O quinto e o sexto capítulo, “Formas do efêmero: alegorias em performances rituais” e “Alegorias em ação”, tem como foco a execução dos desfiles, seja ela no Carnaval, seja no Boi-bumbá. Os carros alegóricos são apresentados como um dos elementos principais, pois funcionam como guias narrativos, responsáveis por conduzir a plateia e deixá-las imersas na contação que está sendo construída naquele momento. A autora comenta sobre o quanto as construções dos carros são minuciosas, pois levam em consideração não só a plateia, mas também a transmissão pela TV. Sendo o tema de alguma escola de samba ou de um boi em específico determinado pelas alegorias e toadas ou sambas-enredo, os idealizadores devem pensar em possíveis imprevistos que possam ocorrer para assim serem evitados, de maneira que o desfile ocorra com êxito e transmita a experiência única das festas. Um ponto de divergência entre os festivais, levantados nos capítulos, consiste na apresentação estática das escolas de samba (que, conforme a autora, as alegorias entram montadas e saem montadas) e nas transformações que as alegorias e dançarinos fazem durante o desfile do festival de Parintins (fantasias mudam, alegorias se transformam, etc.), tal ponto, permite, conforme dito pela autora, comparar os festivais e entender seus objetivos.
O sétimo capítulo, “O boi em dois tempos: O bumba meu boi em Mário de Andrade e o bumbá de Parintins hoje”, apresenta a imagem do boi e seus elementos durante o festival de Parintins pela perspectiva de Mário de Andrade e a do festival. Apresentando a visão de Mário de Andrade no livro Danças dramáticas do Brasil, a autora comenta que, mesmo com as comparações de Mário com as outras danças folclóricas, o boi-bumbá se mantém único em estrutura para preservar o imaginário arcaico-histórico da população. Ela aponta que o autor se admirou da narrativa do boi, que para ele, apesar de simples, apresentava diversos elementos e recursos que lhe davam um ar mais majestoso. Em seguida, contextualizando o bumbá, é exposto, no capítulo, o festival que ocorre por três noites em Parintins, que foi remodelado e se distanciou do modelo nordestino que, conforme a autora, é sempre comparado.

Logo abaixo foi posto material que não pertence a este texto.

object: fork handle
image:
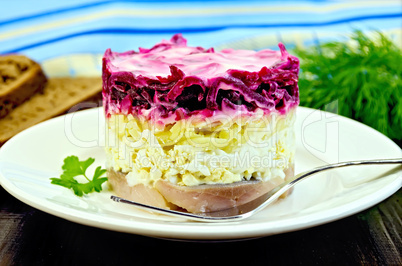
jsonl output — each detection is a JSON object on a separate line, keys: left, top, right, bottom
{"left": 252, "top": 158, "right": 402, "bottom": 215}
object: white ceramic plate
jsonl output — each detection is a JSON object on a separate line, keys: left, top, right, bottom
{"left": 0, "top": 107, "right": 400, "bottom": 240}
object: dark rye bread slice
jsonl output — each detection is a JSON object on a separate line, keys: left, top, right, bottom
{"left": 0, "top": 77, "right": 102, "bottom": 145}
{"left": 0, "top": 55, "right": 47, "bottom": 118}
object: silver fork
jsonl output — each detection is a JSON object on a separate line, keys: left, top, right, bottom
{"left": 111, "top": 158, "right": 402, "bottom": 222}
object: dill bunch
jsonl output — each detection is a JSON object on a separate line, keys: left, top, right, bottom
{"left": 294, "top": 30, "right": 402, "bottom": 145}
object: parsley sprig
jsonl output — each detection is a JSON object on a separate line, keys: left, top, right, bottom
{"left": 50, "top": 156, "right": 108, "bottom": 196}
{"left": 293, "top": 30, "right": 401, "bottom": 145}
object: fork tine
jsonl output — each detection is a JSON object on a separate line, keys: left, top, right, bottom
{"left": 110, "top": 195, "right": 247, "bottom": 222}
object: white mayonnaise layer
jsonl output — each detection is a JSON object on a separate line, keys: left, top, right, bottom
{"left": 105, "top": 108, "right": 296, "bottom": 187}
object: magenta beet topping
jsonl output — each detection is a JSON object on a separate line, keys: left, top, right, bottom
{"left": 102, "top": 34, "right": 299, "bottom": 121}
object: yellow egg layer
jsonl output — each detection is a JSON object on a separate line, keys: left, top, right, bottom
{"left": 105, "top": 109, "right": 296, "bottom": 187}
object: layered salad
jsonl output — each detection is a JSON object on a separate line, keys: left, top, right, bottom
{"left": 103, "top": 34, "right": 299, "bottom": 213}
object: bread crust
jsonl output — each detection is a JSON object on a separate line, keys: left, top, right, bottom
{"left": 0, "top": 55, "right": 47, "bottom": 118}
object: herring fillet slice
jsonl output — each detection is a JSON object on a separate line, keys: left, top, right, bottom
{"left": 108, "top": 167, "right": 294, "bottom": 213}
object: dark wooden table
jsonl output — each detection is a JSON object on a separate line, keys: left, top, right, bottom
{"left": 0, "top": 186, "right": 400, "bottom": 265}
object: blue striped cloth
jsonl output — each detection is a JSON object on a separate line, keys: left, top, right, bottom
{"left": 1, "top": 0, "right": 401, "bottom": 66}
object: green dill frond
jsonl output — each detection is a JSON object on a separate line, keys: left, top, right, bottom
{"left": 293, "top": 30, "right": 402, "bottom": 145}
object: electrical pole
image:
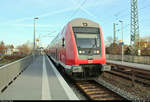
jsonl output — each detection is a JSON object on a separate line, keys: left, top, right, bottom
{"left": 113, "top": 23, "right": 119, "bottom": 44}
{"left": 130, "top": 0, "right": 140, "bottom": 55}
{"left": 119, "top": 20, "right": 124, "bottom": 63}
{"left": 33, "top": 19, "right": 35, "bottom": 52}
{"left": 33, "top": 17, "right": 39, "bottom": 54}
{"left": 113, "top": 23, "right": 116, "bottom": 44}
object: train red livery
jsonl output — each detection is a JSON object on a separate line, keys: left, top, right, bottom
{"left": 46, "top": 18, "right": 111, "bottom": 80}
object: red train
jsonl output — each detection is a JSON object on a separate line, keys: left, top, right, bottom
{"left": 46, "top": 18, "right": 110, "bottom": 80}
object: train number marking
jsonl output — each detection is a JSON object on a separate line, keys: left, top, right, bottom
{"left": 88, "top": 60, "right": 93, "bottom": 64}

O festival, atualmente, segue uma linha narrativa temática que é explorada por, em média, 80 minutos durante as três últimas noites de junho pelos dois bois. No fim do capítulo, a autora comenta que algumas vezes associam o festival de Parintins ao resgate dos valores tradicionais da região, porém ela deixa bem explicado que todos os anos o festival é renovado e contextualizado com o momento, revitalizando a festa e apresentando a cultura popular às novas gerações por meio das mais antigas.
O último capítulo, “O ritual e a brincadeira: rivalidade e afeição no bumbá de Parintins”, estuda a teatralização do ritual, ou seja, como ocorreu a transformação de um ritual para um ato dramatizado e um festival folclórico. A autora traz referências históricas de como antigamente os deuses desse povo eram cultuados em festivais, e como esse rito cultural se desenvolveu com o advento da modernidade. Ela comenta acerca da necessidade da rivalidade entre os bois e o quão importante é escolher entre um dos lados durante o festival, para que a experiência mágica de “brincar de boi” seja sentida em toda a sua amplitude. Por fim, apresenta ainda, a relação e as motivações entre as torcidas dos bois Garantido e Caprichoso, e a importância que elas têm para a formação do festival.